If you're really serious about silence, go for a thermistor controlled 120mm Nexus fan, a fanless PSU or exceptional PSU w/fan (Seasonic S12 is darn near silent), and a Scythe Ninja heat sink (can run passive on Core 2s). You can also get passive video cards or elaborate add-on cooling that is passive for all but the biggest cards.

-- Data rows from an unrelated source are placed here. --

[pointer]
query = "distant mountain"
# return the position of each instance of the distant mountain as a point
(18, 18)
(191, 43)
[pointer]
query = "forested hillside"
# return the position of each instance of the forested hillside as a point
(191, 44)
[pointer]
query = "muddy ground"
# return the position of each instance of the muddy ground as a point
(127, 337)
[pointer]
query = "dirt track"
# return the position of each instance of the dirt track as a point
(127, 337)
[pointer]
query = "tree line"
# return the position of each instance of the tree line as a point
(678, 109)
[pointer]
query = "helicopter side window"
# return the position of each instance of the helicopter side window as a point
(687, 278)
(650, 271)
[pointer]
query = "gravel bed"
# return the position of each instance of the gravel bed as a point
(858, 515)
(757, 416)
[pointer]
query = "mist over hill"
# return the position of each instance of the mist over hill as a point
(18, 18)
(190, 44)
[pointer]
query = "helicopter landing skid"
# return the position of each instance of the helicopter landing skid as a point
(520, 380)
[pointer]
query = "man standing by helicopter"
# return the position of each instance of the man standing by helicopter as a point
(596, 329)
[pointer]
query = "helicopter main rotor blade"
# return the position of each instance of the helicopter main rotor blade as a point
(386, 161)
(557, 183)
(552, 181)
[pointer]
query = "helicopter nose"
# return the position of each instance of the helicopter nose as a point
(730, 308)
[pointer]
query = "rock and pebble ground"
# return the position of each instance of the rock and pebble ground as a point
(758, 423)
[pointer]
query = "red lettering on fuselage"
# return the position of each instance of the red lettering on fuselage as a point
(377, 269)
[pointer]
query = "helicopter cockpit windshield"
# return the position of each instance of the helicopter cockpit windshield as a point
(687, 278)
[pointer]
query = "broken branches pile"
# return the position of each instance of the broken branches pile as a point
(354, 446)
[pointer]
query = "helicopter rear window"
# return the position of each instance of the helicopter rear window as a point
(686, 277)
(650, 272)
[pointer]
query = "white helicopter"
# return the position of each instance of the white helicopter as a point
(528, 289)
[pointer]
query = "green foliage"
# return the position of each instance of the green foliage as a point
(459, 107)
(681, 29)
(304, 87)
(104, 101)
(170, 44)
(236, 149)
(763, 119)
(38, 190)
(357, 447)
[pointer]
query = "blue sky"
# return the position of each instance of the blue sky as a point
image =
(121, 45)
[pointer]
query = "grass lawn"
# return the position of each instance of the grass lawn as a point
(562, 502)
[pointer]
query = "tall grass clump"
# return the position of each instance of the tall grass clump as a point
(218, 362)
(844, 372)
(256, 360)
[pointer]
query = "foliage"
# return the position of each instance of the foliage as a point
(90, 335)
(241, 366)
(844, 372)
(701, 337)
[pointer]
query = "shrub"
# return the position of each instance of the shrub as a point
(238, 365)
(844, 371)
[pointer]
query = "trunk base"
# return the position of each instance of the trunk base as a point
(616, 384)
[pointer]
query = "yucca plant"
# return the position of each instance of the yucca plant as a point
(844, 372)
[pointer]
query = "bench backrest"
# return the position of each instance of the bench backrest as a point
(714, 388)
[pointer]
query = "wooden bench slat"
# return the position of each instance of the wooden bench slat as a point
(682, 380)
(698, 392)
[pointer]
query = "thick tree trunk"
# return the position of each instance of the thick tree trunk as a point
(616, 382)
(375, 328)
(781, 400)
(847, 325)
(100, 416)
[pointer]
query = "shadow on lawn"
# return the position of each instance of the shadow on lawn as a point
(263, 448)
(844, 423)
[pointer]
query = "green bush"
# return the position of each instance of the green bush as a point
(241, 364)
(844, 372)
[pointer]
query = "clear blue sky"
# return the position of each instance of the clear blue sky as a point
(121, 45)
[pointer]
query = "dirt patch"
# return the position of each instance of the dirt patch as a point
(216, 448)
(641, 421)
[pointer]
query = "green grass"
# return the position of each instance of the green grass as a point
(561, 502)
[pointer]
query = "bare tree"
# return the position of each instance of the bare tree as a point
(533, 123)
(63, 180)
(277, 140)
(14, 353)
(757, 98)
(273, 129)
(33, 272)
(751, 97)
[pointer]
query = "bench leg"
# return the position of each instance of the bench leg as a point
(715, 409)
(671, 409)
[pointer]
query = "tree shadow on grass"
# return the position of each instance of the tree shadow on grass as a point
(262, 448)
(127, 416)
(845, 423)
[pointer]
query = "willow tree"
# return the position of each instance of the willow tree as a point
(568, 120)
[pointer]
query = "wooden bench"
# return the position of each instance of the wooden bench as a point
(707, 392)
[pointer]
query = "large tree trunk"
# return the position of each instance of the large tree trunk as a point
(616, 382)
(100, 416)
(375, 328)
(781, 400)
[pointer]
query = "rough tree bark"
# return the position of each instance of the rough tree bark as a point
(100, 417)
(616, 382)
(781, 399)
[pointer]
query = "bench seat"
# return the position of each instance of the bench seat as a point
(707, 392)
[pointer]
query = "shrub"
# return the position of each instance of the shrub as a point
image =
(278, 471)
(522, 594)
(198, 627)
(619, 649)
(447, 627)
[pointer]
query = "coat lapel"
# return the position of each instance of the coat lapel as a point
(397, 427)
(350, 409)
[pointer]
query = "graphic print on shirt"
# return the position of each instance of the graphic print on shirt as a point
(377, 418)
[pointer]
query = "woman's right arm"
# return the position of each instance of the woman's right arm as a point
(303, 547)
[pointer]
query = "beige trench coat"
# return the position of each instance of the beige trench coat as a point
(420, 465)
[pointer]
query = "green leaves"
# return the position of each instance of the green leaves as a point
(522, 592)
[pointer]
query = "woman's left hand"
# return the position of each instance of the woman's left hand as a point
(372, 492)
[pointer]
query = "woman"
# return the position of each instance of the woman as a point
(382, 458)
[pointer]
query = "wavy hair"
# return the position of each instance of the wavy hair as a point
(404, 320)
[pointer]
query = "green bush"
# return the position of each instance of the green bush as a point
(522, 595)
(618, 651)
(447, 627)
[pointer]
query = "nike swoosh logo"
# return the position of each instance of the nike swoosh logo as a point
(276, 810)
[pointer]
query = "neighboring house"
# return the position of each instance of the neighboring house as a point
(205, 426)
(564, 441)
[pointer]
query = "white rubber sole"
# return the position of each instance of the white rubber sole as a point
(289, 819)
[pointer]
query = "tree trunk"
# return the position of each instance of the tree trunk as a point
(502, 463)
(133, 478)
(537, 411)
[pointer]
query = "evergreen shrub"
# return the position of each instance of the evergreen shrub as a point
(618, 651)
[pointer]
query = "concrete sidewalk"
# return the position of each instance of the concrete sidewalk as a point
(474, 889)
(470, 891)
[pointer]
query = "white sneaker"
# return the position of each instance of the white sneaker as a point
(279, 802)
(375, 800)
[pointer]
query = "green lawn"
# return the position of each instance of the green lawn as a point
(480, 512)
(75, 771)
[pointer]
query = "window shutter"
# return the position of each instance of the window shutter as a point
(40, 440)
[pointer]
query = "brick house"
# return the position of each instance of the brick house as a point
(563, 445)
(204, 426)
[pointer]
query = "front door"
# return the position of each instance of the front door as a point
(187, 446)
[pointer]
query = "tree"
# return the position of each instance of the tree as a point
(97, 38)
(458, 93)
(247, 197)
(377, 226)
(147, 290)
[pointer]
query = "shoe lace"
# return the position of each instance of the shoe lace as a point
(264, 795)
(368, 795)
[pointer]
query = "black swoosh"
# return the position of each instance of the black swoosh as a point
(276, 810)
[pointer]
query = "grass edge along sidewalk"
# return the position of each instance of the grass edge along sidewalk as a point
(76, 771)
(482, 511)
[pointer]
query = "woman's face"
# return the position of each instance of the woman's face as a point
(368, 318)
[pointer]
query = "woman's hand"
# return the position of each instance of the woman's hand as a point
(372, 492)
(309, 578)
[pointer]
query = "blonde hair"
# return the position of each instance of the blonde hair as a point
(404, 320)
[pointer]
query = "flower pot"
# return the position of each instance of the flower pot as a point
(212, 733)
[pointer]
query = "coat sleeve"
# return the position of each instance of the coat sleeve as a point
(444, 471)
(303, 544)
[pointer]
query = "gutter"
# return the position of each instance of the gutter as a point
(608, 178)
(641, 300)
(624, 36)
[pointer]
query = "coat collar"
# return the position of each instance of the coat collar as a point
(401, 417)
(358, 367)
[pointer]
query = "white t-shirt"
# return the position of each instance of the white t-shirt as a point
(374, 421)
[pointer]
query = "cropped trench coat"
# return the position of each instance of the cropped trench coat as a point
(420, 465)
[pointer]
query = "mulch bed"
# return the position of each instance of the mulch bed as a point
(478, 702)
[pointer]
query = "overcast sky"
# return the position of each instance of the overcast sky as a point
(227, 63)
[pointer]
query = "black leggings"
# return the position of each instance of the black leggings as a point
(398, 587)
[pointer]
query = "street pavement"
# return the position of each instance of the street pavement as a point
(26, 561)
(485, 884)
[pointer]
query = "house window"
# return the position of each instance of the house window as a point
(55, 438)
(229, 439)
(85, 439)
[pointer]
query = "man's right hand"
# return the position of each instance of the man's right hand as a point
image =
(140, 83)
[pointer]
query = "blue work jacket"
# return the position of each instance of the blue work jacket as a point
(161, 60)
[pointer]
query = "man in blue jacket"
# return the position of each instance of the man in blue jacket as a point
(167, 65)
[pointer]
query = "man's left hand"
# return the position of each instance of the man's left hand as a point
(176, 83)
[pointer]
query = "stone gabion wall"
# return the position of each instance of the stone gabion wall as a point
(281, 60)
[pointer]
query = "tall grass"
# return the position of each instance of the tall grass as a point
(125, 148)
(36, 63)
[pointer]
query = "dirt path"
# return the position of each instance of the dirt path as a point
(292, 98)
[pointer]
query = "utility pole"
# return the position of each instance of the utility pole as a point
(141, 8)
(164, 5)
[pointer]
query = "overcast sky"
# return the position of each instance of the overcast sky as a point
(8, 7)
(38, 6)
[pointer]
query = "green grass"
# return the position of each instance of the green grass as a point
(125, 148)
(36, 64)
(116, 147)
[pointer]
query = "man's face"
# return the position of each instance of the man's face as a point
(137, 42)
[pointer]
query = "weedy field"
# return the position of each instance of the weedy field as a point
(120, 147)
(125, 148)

BansheeX - Saturday, November 17, 2007 - link
Doesn't it look like I'm familiar with SilentPCReview.com in my post? I am very much into silent PCs. I can't stand noise coming from my case. I have a total of two fans in my case, one on the CPU and one in the power supply. The loudest part in my case is a very quiet fan on my SeaSonic PSU. My hard drive is newish Samsung 2.5 laptop drive that is naturally almost silent, even on seeks, but has been placed in a SilentDrive for literal silence. SilentPCReview forums are annoying because 2.5 drives are rarely ever mentioned even though, IMO, you would be an idiot to care about noise and not use one. Their thermal and acoustic properties are so much better than 3.5 drives, it's not even funny. And thanks to perpendicular density and cache increases, even a 5400rpm model performs better than my old 7200rpm 3.5 drive did.As for DVD-ROM drives, the best thing you can do to reduce noise is to cap the read speed with a program like Nero DriveSpeed. The guy who held out his drive and heard it was louder than when it was in his case is correct. You know why? Because when it was screwed tightly into the case, the drive was balanced and held in place by the strength and weight of the case, reducing wobble at high read speeds. So long as you have appropriate screws, there shouldn't be any extra noise outside of the drive. Suspending it in rubber could actually make it worse.